Regex best practices

  1. Avoid Overcomplication: Use simple patterns that are easy to understand. Complex regex can be hard to read and debug. E.g.: The Pattern ^([0-9]{4})-([0-1][0-9])-([0-3][0-9])$ matches the string 2024-12-06, so does the ^\d{4}-\d{2}-\d{2}$ regex, but the later one is easier to understand.

  2. Anchor Patterns to the Start and End: Use ^ (start) and $ (end) when matching the entire input. This avoids unintended partial matches. E.g.: \d+ matches 123 in abc123. With anchors ^\d+$ matches only 123

  3. Escape Special Characters: Use \ to escape special regex characters (., *, ?, etc.) when matching them literally.

  4. Avoid Backtracking: Patterns with multiple overlapping possibilities (e.g.: (.*)*) can lead to inefficient backtracking.

  5. Use Named Groups for Clarity.: Use named capture groups to improve readability and make extracted values easier to work with. E.g.: (?<year>\d{4})-(?<month>\d{2})-(?<day>\d{2})

  6. Avoid Overuse: Use regex only when necessary. Simple string operations (e.g., Contains, StartsWith) are often more efficient for straightforward tasks.

  7. Document Your Regex: Add comments or documentation explaining the purpose of complex patterns.

  8. Use OWASP recommended patterns: The Open Web Application Security Project (OWASP) provides guidelines and patterns to avoid common security risks, particularly around input validation and avoiding vulnerabilities like ReDoS (Regular Expression Denial of Service). - https://owasp.org/www-community/OWASP_Validation_Regex_Repository

Regex operations

Match a string

Regex regex = new Regex(@"^\$(a|b)$");
Match match = regex.Match(input);
if (match.Success)
{
    //input string matches pattern
}

Multiple Matches

Regex pattern = new Regex(@"^\$(a|b)$");
foreach (Match m in pattern.Matches(input))
{
    Console.WriteLine($"Match: {m.Value}");
}

Check for Match

Regex pattern = new Regex(@"^\$(a|b)$");
bool isMatch = pattern.IsMatch(input);

Replacement

Regex pattern = new Regex(@"\d+");
string result = pattern.Replace(input, "number");

Regex Modifiers

RegexOptions enum can be used as parameter when creating a Regex to modify the behaviour.

  • RegexOptions.None

    Use default behavior.

  • RegexOptions.IgnoreCase

    Use case-insensitive matching.

  • RegexOptions.Multiline

    Use multiline mode, where ^ and $ indicate the beginning and end of each line (instead of the beginning and end of the input string).

  • RegexOptions.Singleline

    Use single-line mode, where the period (.) matches every character (instead of every character except \n).

  • RegexOptions.ExplicitCapture

    Do not capture unnamed groups.
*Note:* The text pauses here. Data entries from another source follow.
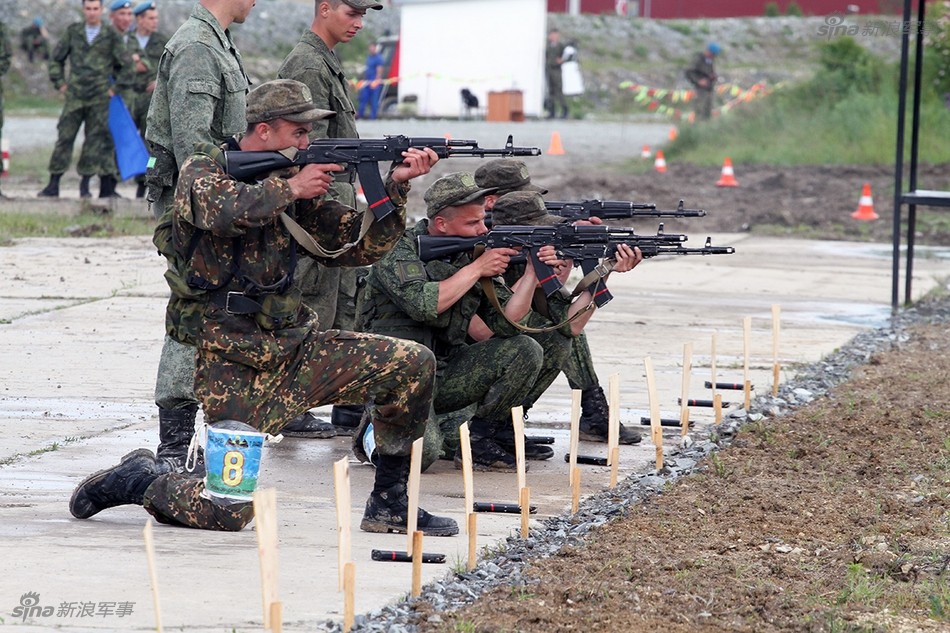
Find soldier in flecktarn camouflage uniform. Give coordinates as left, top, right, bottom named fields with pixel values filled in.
left=358, top=173, right=574, bottom=473
left=69, top=79, right=457, bottom=537
left=38, top=0, right=127, bottom=199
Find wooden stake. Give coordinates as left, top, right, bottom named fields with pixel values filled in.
left=142, top=521, right=163, bottom=633
left=467, top=513, right=477, bottom=571
left=343, top=562, right=355, bottom=633
left=644, top=357, right=663, bottom=471
left=511, top=405, right=526, bottom=492
left=252, top=488, right=279, bottom=631
left=743, top=316, right=752, bottom=410
left=411, top=531, right=424, bottom=597
left=772, top=304, right=781, bottom=396
left=332, top=457, right=351, bottom=592
left=607, top=374, right=620, bottom=461
left=714, top=393, right=723, bottom=424
left=269, top=601, right=282, bottom=633
left=710, top=331, right=718, bottom=405
left=680, top=342, right=693, bottom=437
left=569, top=389, right=581, bottom=488
left=406, top=436, right=424, bottom=556
left=519, top=487, right=530, bottom=538
left=571, top=467, right=580, bottom=513
left=609, top=446, right=620, bottom=488
left=460, top=422, right=474, bottom=519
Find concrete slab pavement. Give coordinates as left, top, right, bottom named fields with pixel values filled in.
left=1, top=232, right=948, bottom=632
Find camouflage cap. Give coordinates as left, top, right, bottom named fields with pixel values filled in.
left=424, top=172, right=496, bottom=218
left=342, top=0, right=383, bottom=10
left=491, top=191, right=567, bottom=227
left=246, top=79, right=336, bottom=124
left=474, top=159, right=548, bottom=196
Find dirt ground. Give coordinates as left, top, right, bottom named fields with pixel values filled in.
left=418, top=312, right=950, bottom=632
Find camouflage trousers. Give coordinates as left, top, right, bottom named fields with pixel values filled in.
left=694, top=88, right=713, bottom=120
left=48, top=94, right=118, bottom=177
left=144, top=473, right=253, bottom=531
left=154, top=334, right=199, bottom=411
left=435, top=330, right=570, bottom=438
left=562, top=331, right=599, bottom=391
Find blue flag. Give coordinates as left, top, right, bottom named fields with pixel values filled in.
left=108, top=94, right=149, bottom=181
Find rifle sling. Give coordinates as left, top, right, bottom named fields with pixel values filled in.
left=280, top=205, right=374, bottom=259
left=571, top=258, right=616, bottom=299
left=473, top=245, right=594, bottom=335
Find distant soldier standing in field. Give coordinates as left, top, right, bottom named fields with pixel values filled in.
left=685, top=42, right=720, bottom=121
left=38, top=0, right=127, bottom=199
left=0, top=20, right=11, bottom=198
left=129, top=0, right=168, bottom=197
left=277, top=0, right=384, bottom=438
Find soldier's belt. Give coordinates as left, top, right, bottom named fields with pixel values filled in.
left=210, top=291, right=264, bottom=315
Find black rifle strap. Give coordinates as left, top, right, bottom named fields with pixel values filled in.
left=473, top=245, right=594, bottom=335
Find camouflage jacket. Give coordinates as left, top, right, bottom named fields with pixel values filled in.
left=278, top=31, right=357, bottom=142
left=145, top=3, right=248, bottom=170
left=360, top=219, right=525, bottom=362
left=0, top=22, right=11, bottom=79
left=164, top=138, right=409, bottom=370
left=131, top=29, right=168, bottom=93
left=685, top=52, right=717, bottom=90
left=48, top=22, right=127, bottom=100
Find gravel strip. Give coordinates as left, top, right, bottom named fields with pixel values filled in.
left=319, top=291, right=950, bottom=633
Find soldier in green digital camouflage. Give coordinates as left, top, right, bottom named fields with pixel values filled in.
left=129, top=1, right=168, bottom=197
left=0, top=20, right=11, bottom=198
left=357, top=172, right=574, bottom=472
left=145, top=0, right=255, bottom=478
left=489, top=191, right=643, bottom=445
left=277, top=0, right=384, bottom=438
left=685, top=42, right=720, bottom=121
left=475, top=161, right=642, bottom=445
left=69, top=79, right=457, bottom=536
left=38, top=0, right=127, bottom=199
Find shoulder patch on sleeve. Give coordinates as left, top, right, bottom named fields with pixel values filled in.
left=397, top=261, right=427, bottom=284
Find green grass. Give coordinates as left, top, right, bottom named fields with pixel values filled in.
left=0, top=210, right=154, bottom=242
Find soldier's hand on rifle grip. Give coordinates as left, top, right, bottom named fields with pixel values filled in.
left=390, top=147, right=440, bottom=183
left=572, top=216, right=603, bottom=226
left=536, top=245, right=571, bottom=284
left=472, top=247, right=518, bottom=278
left=611, top=244, right=642, bottom=273
left=286, top=163, right=342, bottom=200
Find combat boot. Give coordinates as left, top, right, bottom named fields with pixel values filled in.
left=156, top=405, right=203, bottom=474
left=281, top=410, right=336, bottom=438
left=99, top=175, right=121, bottom=198
left=454, top=425, right=522, bottom=472
left=330, top=404, right=364, bottom=436
left=79, top=175, right=92, bottom=198
left=360, top=455, right=457, bottom=536
left=69, top=449, right=162, bottom=519
left=37, top=173, right=61, bottom=197
left=578, top=385, right=642, bottom=445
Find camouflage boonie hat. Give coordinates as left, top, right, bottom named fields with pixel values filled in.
left=474, top=159, right=548, bottom=196
left=424, top=172, right=496, bottom=218
left=491, top=191, right=567, bottom=227
left=342, top=0, right=383, bottom=10
left=246, top=80, right=336, bottom=124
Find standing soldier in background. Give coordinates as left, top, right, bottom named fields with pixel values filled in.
left=0, top=19, right=10, bottom=198
left=545, top=28, right=567, bottom=120
left=144, top=0, right=253, bottom=474
left=685, top=42, right=720, bottom=121
left=277, top=0, right=383, bottom=438
left=38, top=0, right=127, bottom=199
left=130, top=0, right=168, bottom=197
left=20, top=17, right=50, bottom=63
left=104, top=0, right=135, bottom=199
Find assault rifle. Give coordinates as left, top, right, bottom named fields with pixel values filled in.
left=484, top=199, right=704, bottom=227
left=545, top=198, right=706, bottom=221
left=417, top=224, right=734, bottom=307
left=222, top=134, right=541, bottom=220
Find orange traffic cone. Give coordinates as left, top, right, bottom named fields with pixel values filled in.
left=654, top=150, right=667, bottom=173
left=1, top=139, right=8, bottom=177
left=547, top=131, right=565, bottom=155
left=640, top=144, right=651, bottom=159
left=716, top=157, right=739, bottom=187
left=851, top=183, right=879, bottom=220
left=668, top=126, right=678, bottom=141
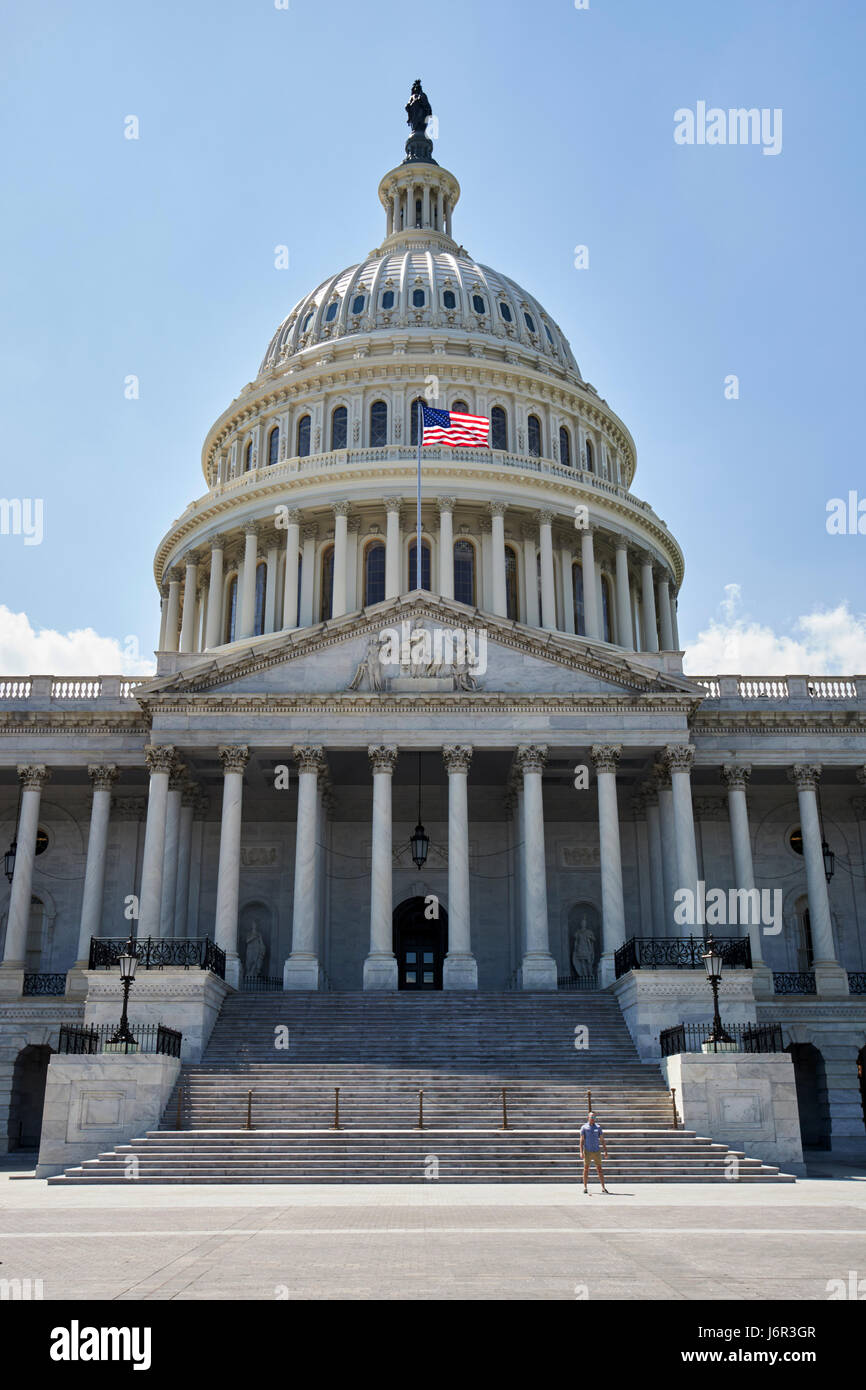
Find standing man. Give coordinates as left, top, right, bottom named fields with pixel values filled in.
left=579, top=1111, right=610, bottom=1194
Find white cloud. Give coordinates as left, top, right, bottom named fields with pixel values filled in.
left=683, top=585, right=866, bottom=675
left=0, top=606, right=156, bottom=676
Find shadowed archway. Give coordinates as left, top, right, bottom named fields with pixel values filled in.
left=392, top=896, right=448, bottom=990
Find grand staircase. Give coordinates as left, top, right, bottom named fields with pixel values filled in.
left=49, top=992, right=794, bottom=1183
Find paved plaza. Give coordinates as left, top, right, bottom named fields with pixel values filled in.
left=1, top=1155, right=864, bottom=1301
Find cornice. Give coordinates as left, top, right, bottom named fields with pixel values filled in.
left=0, top=714, right=150, bottom=736
left=143, top=693, right=699, bottom=717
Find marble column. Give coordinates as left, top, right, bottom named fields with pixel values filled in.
left=664, top=744, right=700, bottom=924
left=213, top=745, right=248, bottom=987
left=163, top=572, right=181, bottom=653
left=299, top=525, right=317, bottom=626
left=790, top=765, right=845, bottom=992
left=158, top=761, right=186, bottom=938
left=720, top=764, right=766, bottom=968
left=641, top=782, right=666, bottom=938
left=173, top=782, right=197, bottom=939
left=204, top=541, right=224, bottom=650
left=364, top=745, right=399, bottom=989
left=521, top=527, right=540, bottom=628
left=436, top=497, right=455, bottom=599
left=580, top=528, right=601, bottom=640
left=158, top=584, right=169, bottom=651
left=591, top=745, right=626, bottom=985
left=179, top=553, right=200, bottom=653
left=264, top=534, right=279, bottom=633
left=614, top=538, right=634, bottom=650
left=1, top=766, right=51, bottom=969
left=238, top=524, right=259, bottom=638
left=657, top=572, right=675, bottom=651
left=489, top=502, right=508, bottom=617
left=384, top=499, right=402, bottom=599
left=671, top=597, right=680, bottom=650
left=281, top=509, right=302, bottom=630
left=654, top=763, right=677, bottom=936
left=537, top=511, right=557, bottom=631
left=75, top=764, right=120, bottom=963
left=443, top=745, right=477, bottom=989
left=331, top=501, right=350, bottom=618
left=138, top=745, right=175, bottom=939
left=640, top=554, right=659, bottom=652
left=559, top=542, right=575, bottom=634
left=515, top=745, right=557, bottom=989
left=285, top=745, right=325, bottom=989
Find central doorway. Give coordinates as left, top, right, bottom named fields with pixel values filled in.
left=393, top=896, right=448, bottom=990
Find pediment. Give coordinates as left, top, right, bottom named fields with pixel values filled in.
left=137, top=595, right=699, bottom=703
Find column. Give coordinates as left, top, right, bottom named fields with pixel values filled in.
left=299, top=525, right=317, bottom=626
left=443, top=746, right=477, bottom=989
left=580, top=527, right=601, bottom=640
left=332, top=501, right=350, bottom=618
left=640, top=554, right=659, bottom=652
left=363, top=745, right=399, bottom=989
left=664, top=745, right=700, bottom=924
left=654, top=763, right=677, bottom=936
left=614, top=538, right=633, bottom=650
left=213, top=745, right=249, bottom=987
left=237, top=524, right=259, bottom=638
left=204, top=541, right=224, bottom=649
left=173, top=782, right=197, bottom=939
left=641, top=783, right=666, bottom=937
left=515, top=745, right=557, bottom=989
left=436, top=497, right=455, bottom=599
left=537, top=511, right=557, bottom=631
left=521, top=527, right=540, bottom=628
left=163, top=571, right=181, bottom=653
left=559, top=542, right=575, bottom=635
left=719, top=764, right=765, bottom=970
left=158, top=760, right=186, bottom=938
left=281, top=509, right=302, bottom=630
left=591, top=746, right=626, bottom=985
left=489, top=502, right=508, bottom=617
left=657, top=572, right=675, bottom=651
left=75, top=764, right=120, bottom=963
left=790, top=765, right=846, bottom=992
left=671, top=596, right=680, bottom=650
left=264, top=534, right=279, bottom=633
left=384, top=498, right=401, bottom=599
left=1, top=766, right=51, bottom=970
left=137, top=745, right=175, bottom=940
left=158, top=585, right=169, bottom=651
left=285, top=745, right=325, bottom=989
left=179, top=553, right=200, bottom=653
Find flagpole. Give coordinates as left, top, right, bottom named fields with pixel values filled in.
left=416, top=398, right=423, bottom=591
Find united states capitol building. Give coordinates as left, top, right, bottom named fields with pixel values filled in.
left=1, top=86, right=865, bottom=1174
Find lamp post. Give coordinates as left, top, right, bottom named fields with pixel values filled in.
left=109, top=934, right=140, bottom=1049
left=702, top=935, right=734, bottom=1047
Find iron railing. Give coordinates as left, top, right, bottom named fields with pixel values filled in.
left=22, top=972, right=67, bottom=996
left=88, top=936, right=225, bottom=978
left=240, top=975, right=283, bottom=992
left=660, top=1022, right=784, bottom=1056
left=848, top=972, right=866, bottom=995
left=773, top=971, right=817, bottom=995
left=57, top=1023, right=183, bottom=1057
left=615, top=935, right=752, bottom=978
left=557, top=974, right=599, bottom=992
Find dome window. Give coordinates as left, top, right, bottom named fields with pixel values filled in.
left=452, top=400, right=469, bottom=413
left=443, top=290, right=457, bottom=309
left=370, top=400, right=388, bottom=447
left=491, top=406, right=508, bottom=451
left=472, top=294, right=486, bottom=314
left=544, top=323, right=554, bottom=344
left=301, top=311, right=314, bottom=333
left=268, top=426, right=280, bottom=467
left=527, top=414, right=542, bottom=458
left=324, top=302, right=338, bottom=323
left=559, top=426, right=571, bottom=469
left=331, top=406, right=347, bottom=451
left=412, top=289, right=426, bottom=308
left=381, top=290, right=395, bottom=310
left=244, top=441, right=254, bottom=472
left=297, top=414, right=311, bottom=458
left=585, top=438, right=594, bottom=472
left=453, top=539, right=476, bottom=606
left=351, top=294, right=365, bottom=314
left=499, top=301, right=513, bottom=323
left=524, top=312, right=536, bottom=333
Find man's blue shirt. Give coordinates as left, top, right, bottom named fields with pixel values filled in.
left=580, top=1122, right=603, bottom=1152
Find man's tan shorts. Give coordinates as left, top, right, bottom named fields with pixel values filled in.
left=583, top=1152, right=603, bottom=1170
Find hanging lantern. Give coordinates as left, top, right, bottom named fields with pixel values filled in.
left=410, top=822, right=430, bottom=869
left=822, top=839, right=835, bottom=884
left=4, top=837, right=17, bottom=884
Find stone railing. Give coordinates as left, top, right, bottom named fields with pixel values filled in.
left=690, top=675, right=864, bottom=702
left=0, top=676, right=149, bottom=704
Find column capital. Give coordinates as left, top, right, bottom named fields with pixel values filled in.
left=168, top=760, right=188, bottom=792
left=514, top=744, right=548, bottom=775
left=144, top=744, right=175, bottom=776
left=436, top=495, right=456, bottom=513
left=292, top=744, right=326, bottom=774
left=721, top=763, right=752, bottom=790
left=638, top=550, right=656, bottom=569
left=488, top=500, right=508, bottom=519
left=443, top=744, right=473, bottom=774
left=535, top=509, right=555, bottom=528
left=652, top=761, right=672, bottom=791
left=662, top=744, right=695, bottom=774
left=520, top=524, right=537, bottom=542
left=87, top=764, right=119, bottom=792
left=218, top=744, right=249, bottom=776
left=284, top=508, right=303, bottom=527
left=614, top=535, right=630, bottom=553
left=184, top=549, right=203, bottom=568
left=383, top=496, right=403, bottom=513
left=333, top=500, right=351, bottom=517
left=347, top=515, right=362, bottom=534
left=302, top=523, right=319, bottom=541
left=209, top=536, right=225, bottom=554
left=789, top=763, right=822, bottom=791
left=17, top=764, right=51, bottom=790
left=368, top=744, right=398, bottom=775
left=591, top=744, right=622, bottom=775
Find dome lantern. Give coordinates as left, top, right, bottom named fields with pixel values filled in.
left=377, top=81, right=461, bottom=248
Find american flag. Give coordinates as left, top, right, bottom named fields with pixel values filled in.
left=420, top=403, right=490, bottom=448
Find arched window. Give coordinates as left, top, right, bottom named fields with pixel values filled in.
left=301, top=310, right=314, bottom=333
left=381, top=289, right=395, bottom=310
left=544, top=323, right=554, bottom=345
left=364, top=541, right=386, bottom=606
left=505, top=545, right=519, bottom=620
left=331, top=406, right=348, bottom=451
left=601, top=575, right=612, bottom=643
left=412, top=288, right=425, bottom=308
left=254, top=561, right=267, bottom=636
left=268, top=426, right=280, bottom=467
left=324, top=301, right=338, bottom=322
left=415, top=198, right=422, bottom=227
left=244, top=441, right=254, bottom=472
left=527, top=414, right=542, bottom=458
left=585, top=437, right=594, bottom=472
left=499, top=301, right=513, bottom=322
left=409, top=397, right=426, bottom=446
left=225, top=574, right=238, bottom=643
left=472, top=294, right=486, bottom=315
left=572, top=562, right=585, bottom=636
left=297, top=414, right=311, bottom=458
left=491, top=406, right=508, bottom=451
left=559, top=426, right=571, bottom=468
left=408, top=539, right=431, bottom=591
left=453, top=539, right=476, bottom=605
left=452, top=399, right=469, bottom=414
left=370, top=400, right=388, bottom=447
left=351, top=294, right=365, bottom=314
left=524, top=311, right=536, bottom=333
left=320, top=545, right=334, bottom=622
left=443, top=290, right=456, bottom=309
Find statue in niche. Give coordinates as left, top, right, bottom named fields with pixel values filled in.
left=570, top=914, right=597, bottom=978
left=244, top=921, right=266, bottom=978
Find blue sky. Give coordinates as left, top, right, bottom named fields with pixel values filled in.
left=1, top=0, right=864, bottom=674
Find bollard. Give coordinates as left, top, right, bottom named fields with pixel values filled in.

The only valid captures are explicitly named or numbered groups of the form (?<name> subexpression).

  • RegexOptions.Compiled

    Compile the regular expression to an assembly.

  • RegexOptions.IgnorePatternWhitespace

    Exclude unescaped white space from the pattern, and enable comments after a number sign (#).

  • RegexOptions.RightToLeft

    Change the search direction. Search moves from right to left instead of from left to right.

  • RegexOptions.ECMAScript

    Enable ECMAScript-compliant behavior for the expression.

  • RegexOptions.CultureInvariant

    Ignore cultural differences in language.

  • RegexOptions.NonBacktracking

    Match using an approach that avoids backtracking and guarantees linear-time processing in the length of the input. (Available in .NET 7 and later versions.)

GeneratedRegex

The GeneratedRegex attribute is a feature introduced in C# 10 (with .NET 7) that allows you to create source-generated regular expressions. It generates highly optimized, compile-time regex code, eliminating the overhead of interpreting or compiling regex patterns at runtime.

This approach improves both performance and maintainability, especially for frequently used regex patterns.

Example:

partial class Test
{
    // Define a source-generated regex
    [GeneratedRegex(@"\b\d{4}-\d{2}-\d{2}\b", RegexOptions.Compiled)]
    private static partial Regex DateRegex();
}

The GeneratedRegex attribute works only with a partial method declaration, which implies that the containing class must also have the partial modifier.